I was trying to explain to someone outside of the adoption community what it is that I DO for a living. It's not as easy as it might seem. Usually I try a light response like, "I'm an advocate for special needs children." Or, "I run a website that helps families learn more about adoption". For those not lucky enough to be a part of our world, that usually ends the conversation.
But recently a new friend whom I have used these lines on as we got to know one another asked me directly, "But what it is that you really DO?"
Without thinking I said, "Well, mostly my job is to encourage people." This statement was met with a blank stare, so I went on. "The thing is, people visit my website at a time in their lives when they are feeling very vulnerable. They are often dealing with the pain of infertility, or the desire to start a family when they are in a second marriage or perhaps a little older than most new parents-to-be. Some have been through some tough times and they are filled with the fear of rejection. Of giving up their dream of parenting a child. So, my job is to encourage them to learn more about the possibilities open to their family."
Even as I said it, I realized this really is a great summary of what I do. I run a website, I talk to families and agencies, churches and humanitarian groups all day. I answer emails, update social media, trouble shoot and connect people. I brainstorm new advocacy ideas, and reach out to those who have already adopted, asking them to join me in encouraging others by sharing their stories. Encouragement and support are something we all need as we travel this road in life.
One question that I received recently concerned a past DUI/DWI (Driving Under the Influence). The family had a history where one parent had received a DUI over a decade in the past. They went through nearly the entire adoption process only to have their Dossier denied by the country to which they had applied. The family was devastated, withdrew from the adoption process and mourned the loss of a child they had dreamed of adopting. Many months later, this family reached out to me and asked (with very little confidence) if there were any chance at all that they could adopt a child from somewhere.
The answer was a surprise: Yes.
It's the answer that I give for nearly 95% of questions asked about adoption: Yes, you can adopt.
In this case, I informed that family that there are a few countries that will not accept a couple with a DUI, but there are others that will look at the whole picture, scrutinize the homestudy, weigh and measure all factors, and approve a family if it appears that they have taken the steps necessary to overcome past difficulties.
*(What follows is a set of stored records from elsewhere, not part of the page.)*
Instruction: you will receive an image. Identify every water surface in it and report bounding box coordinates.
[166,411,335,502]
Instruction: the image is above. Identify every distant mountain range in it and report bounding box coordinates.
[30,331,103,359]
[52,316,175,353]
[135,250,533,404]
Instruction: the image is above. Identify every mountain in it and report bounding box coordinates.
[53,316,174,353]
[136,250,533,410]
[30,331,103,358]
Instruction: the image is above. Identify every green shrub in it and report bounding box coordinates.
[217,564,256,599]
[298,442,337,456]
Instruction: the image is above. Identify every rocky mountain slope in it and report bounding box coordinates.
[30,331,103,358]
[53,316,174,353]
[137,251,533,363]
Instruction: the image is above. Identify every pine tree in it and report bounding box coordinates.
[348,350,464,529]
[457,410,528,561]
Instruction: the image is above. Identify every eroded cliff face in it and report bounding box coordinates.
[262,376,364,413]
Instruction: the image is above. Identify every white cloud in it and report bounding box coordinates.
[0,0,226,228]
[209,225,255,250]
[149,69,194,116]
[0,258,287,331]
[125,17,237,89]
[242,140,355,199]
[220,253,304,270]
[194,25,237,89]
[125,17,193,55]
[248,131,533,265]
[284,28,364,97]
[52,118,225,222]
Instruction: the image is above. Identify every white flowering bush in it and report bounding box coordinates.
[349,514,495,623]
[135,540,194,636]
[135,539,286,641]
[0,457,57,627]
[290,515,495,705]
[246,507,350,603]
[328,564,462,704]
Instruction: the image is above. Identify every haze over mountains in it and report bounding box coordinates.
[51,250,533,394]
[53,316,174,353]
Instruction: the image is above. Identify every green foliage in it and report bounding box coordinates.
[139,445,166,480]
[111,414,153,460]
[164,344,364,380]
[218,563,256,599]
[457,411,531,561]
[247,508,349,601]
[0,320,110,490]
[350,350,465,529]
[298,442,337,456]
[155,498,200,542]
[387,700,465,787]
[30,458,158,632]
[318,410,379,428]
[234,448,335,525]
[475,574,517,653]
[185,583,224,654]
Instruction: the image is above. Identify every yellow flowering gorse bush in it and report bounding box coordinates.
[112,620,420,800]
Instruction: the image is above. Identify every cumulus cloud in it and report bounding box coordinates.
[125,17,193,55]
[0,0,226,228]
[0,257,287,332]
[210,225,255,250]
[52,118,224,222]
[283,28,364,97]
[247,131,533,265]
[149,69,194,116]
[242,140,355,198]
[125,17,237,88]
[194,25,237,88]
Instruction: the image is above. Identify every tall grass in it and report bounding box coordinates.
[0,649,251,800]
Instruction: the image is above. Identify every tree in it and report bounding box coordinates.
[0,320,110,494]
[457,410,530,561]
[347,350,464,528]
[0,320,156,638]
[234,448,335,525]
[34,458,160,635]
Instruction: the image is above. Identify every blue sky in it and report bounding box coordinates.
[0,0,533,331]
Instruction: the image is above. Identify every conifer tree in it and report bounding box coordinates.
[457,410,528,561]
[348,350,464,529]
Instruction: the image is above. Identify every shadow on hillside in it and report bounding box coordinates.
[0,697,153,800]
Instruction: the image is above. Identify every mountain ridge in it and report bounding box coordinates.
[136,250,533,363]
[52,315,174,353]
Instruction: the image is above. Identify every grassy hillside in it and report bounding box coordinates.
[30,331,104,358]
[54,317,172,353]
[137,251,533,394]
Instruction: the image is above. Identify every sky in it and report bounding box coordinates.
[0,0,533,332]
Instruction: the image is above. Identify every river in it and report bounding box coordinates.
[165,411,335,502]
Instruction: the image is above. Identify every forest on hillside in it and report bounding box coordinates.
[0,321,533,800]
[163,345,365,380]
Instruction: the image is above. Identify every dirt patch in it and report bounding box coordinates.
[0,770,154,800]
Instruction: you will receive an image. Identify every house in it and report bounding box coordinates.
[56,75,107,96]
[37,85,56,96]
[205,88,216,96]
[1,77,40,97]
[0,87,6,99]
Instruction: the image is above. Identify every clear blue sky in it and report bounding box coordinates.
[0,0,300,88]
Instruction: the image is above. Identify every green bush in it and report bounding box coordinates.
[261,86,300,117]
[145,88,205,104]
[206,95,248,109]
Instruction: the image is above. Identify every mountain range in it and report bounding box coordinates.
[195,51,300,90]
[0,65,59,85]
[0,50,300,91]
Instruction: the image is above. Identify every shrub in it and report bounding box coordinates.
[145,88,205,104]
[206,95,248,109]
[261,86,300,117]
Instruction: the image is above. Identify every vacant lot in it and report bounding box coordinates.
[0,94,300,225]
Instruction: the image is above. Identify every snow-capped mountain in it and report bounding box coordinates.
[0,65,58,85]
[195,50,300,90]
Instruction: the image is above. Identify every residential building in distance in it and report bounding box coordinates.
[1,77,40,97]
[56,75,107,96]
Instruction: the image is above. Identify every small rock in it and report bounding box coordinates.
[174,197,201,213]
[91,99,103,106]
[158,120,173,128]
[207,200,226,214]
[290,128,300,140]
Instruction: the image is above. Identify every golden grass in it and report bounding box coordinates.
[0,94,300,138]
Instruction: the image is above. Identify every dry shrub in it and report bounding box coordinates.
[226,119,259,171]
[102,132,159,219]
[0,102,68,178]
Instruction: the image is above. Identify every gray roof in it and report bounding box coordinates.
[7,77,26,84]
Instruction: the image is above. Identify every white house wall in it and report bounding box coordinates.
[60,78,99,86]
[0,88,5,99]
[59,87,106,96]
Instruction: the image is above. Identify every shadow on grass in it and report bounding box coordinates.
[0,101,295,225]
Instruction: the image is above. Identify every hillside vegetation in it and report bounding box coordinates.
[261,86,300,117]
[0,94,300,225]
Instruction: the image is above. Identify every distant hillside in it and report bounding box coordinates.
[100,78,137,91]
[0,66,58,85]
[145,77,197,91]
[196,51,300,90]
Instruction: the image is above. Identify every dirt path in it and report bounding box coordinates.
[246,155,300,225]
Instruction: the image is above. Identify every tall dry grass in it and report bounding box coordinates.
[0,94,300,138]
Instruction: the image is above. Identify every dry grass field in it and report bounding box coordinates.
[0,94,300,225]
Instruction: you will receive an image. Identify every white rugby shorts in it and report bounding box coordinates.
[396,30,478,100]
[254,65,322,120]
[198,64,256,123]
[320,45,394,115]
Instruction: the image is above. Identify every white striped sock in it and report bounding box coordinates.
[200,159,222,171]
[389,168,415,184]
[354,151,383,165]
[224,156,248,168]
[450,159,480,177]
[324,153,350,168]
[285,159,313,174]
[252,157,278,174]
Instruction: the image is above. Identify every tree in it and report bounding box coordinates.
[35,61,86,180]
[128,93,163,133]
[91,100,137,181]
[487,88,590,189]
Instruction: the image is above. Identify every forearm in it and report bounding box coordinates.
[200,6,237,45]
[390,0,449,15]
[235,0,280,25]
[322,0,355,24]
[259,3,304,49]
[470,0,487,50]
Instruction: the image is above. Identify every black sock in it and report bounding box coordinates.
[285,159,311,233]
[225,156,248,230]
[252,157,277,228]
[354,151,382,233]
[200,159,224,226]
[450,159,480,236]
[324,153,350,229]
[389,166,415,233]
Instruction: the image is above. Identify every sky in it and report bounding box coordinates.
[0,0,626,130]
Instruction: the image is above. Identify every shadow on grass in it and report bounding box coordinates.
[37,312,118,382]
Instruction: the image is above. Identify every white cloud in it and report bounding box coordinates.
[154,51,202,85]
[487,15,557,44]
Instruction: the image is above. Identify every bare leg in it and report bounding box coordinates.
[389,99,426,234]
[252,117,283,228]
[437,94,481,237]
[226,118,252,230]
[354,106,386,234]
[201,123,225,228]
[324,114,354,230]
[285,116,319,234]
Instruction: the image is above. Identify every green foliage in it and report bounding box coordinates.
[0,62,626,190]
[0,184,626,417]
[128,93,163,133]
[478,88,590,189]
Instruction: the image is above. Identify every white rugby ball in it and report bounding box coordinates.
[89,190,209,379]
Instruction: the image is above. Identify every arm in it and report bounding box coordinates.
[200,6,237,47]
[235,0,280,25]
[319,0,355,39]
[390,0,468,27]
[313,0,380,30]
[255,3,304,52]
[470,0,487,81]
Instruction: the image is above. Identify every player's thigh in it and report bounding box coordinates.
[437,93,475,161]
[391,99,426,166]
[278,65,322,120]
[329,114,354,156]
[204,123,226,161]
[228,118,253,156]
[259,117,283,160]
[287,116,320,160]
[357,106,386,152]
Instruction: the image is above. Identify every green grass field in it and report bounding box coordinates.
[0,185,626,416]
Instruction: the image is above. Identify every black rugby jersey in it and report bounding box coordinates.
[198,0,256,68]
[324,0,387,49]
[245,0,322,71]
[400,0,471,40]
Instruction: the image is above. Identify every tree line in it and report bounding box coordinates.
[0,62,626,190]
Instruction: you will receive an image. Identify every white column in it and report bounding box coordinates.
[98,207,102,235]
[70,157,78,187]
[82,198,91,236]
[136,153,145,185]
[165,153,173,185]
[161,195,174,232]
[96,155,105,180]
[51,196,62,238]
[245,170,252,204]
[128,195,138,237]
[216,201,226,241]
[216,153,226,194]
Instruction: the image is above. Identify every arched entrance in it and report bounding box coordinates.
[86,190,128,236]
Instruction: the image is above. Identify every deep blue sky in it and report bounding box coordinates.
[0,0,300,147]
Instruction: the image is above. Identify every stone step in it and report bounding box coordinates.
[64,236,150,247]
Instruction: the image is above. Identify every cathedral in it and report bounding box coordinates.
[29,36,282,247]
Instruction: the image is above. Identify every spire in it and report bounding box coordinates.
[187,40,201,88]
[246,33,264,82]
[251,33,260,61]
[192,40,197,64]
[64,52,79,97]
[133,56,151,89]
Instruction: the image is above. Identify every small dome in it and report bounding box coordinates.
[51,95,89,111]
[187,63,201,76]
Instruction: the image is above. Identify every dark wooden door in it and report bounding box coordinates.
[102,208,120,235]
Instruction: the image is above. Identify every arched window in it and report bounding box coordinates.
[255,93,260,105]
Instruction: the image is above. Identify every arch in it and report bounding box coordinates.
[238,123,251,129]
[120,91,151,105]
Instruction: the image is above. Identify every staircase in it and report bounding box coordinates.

This is most true when a family is willing to meet a country half way. By that I mean that just like there are many families with a history of difficulties that they have been able to overcome, there are also children who come from hard places. Perhaps they are over the age of 4 or 6 years old. Perhaps they are part of a sibling group. Maybe they just need a family that understands that the past doesn’t need to dictate the future. That a 2nd chance is possible. It's time for families to realize that these kids are worth taking a chance on.
"Yes" comes to families who are willing to stretch and can see that there are children who also need a 2nd chance and new beginning.
Right this moment I am trying to place a little boy who appears to have a mild form of hemophilia. He's a LITTLE boy, only 7 years old. He has so much life to live, and his new family is going to experience a full childhood with this little guy. Although he is only the age of a first or second grader, by most family's stands, he's just "too old".
I would never ask a family to take on more than they can handle, but I will always encourage families to stretch. There are only so many 3 or 4 year olds out there and paper-ready to be adopted. There are far, far too many 7, 8, and 9 year olds who have been waiting for their entire lives for someone to see just how wonderful that they are.
Stretch. It's good for the body, the mind, and the soul. And it's good for your life (and the life of a waiting child).
We aren't perfect people or parents. There are no perfect kids. But in every child who waits, there is the potential to be so much more.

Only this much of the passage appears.